Leon · April 22, 2018, 2:24pm

This will take care of the splitting, I will leave the intra-cell line breaks up to you

# Clear workspace
rm(list=ls())

# Load libraries
library('tidyverse')
library('readxl')
library('openxlsx')

# Set functions
do_split = function(x, pattern = "\\d+\\.\\s{1}"){
  if( is_tibble(x) ){ x = pull(x) }
  num_bullets = x %>% str_extract_all("\\d+\\. ") %>% unlist
  x %>% str_split(pattern) %>% unlist %>% .[.!=""] %>% str_c(num_bullets,.) %>%
    list %>% return
}

# Read data
d = read_excel(path = '~/Desktop/master.xlsx')

# Wrangle data
o = d %>%
  mutate(Result = Result %>% do_split, Steps  = Steps %>% do_split) %>%
  unnest(Result, Steps)

# Write data
write.xlsx(x = o, file =  '~/Desktop/out.xlsx')

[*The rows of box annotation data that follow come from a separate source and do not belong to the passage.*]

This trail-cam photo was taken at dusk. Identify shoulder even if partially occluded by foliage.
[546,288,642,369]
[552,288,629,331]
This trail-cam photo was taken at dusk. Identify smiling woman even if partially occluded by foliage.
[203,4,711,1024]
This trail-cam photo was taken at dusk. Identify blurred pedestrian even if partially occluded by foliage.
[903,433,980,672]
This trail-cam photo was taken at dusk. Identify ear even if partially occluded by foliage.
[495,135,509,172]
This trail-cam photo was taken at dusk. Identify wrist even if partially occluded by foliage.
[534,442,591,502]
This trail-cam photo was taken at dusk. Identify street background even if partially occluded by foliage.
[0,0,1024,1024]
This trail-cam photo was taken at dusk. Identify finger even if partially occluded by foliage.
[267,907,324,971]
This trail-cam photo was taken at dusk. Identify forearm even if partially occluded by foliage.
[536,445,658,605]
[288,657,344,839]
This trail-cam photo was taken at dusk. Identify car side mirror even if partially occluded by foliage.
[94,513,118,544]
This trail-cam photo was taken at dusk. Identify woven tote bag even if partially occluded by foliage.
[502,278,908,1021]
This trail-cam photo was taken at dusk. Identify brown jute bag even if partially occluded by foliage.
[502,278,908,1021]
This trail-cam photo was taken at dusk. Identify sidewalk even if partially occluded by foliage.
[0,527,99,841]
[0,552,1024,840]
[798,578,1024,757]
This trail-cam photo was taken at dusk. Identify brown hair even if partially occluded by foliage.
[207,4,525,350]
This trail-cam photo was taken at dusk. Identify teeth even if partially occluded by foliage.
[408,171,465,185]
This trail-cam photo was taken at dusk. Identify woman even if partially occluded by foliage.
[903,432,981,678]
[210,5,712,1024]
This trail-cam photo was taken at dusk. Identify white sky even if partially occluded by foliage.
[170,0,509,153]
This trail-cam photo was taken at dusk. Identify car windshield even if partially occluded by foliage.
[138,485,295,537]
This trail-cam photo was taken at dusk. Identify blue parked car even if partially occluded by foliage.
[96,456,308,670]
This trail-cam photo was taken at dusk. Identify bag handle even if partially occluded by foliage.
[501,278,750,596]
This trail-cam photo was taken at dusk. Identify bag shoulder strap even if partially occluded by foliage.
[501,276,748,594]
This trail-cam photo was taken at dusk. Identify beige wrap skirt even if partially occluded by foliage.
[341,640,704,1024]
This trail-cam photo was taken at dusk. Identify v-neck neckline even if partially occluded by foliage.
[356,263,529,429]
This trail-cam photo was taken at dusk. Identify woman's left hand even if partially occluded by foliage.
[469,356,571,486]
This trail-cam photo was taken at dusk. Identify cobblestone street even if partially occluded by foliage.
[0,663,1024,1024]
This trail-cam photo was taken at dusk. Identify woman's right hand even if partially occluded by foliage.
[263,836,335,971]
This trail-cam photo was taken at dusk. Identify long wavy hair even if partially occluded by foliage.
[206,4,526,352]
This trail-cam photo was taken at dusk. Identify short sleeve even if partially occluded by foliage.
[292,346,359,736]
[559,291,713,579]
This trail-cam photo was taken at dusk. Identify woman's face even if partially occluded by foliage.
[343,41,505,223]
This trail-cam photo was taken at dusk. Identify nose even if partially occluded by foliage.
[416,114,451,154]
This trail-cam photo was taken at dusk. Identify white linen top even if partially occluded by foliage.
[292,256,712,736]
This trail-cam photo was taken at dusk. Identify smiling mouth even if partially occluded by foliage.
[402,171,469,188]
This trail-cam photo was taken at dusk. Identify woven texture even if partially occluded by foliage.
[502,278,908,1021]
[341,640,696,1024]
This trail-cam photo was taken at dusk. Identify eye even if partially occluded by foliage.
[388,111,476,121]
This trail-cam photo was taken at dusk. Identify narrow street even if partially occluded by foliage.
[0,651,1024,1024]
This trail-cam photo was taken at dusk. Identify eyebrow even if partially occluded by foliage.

jcblum · April 22, 2018, 3:03pm

for a solution that frees the OP from the limitations of the package they were using! It had not occurred to me that a clever application of list columns could replicate the really valuable part of what that package was doing. Really nice.

(But, um, you might want to keep a fire extinguisher handy if you see Jenny Bryan coming...)

Leon · April 22, 2018, 4:45pm

(Know about the workspace controversy - Not entirely convinced )

Sherif · April 23, 2018, 8:47am

thank you so much for clarifying that and for putting an effort to help and finding alternative solutions, i appreciate it!

Sherif · April 23, 2018, 8:48am

Thank you, you are definitely a life saver

Leon · April 23, 2018, 10:09am

No prob, glad to help! Make sure you understand what I did, so that you might safe yourself in the future

Sherif · April 24, 2018, 9:23am

I am actually not sure if i entirely get the function, as i wanted to see if i can change it a little, because while i was trying with an input data that looks like this, the behaviour is that it would output a file like this, instead of the desired output which is this. I'm not sure why this behaviour happens.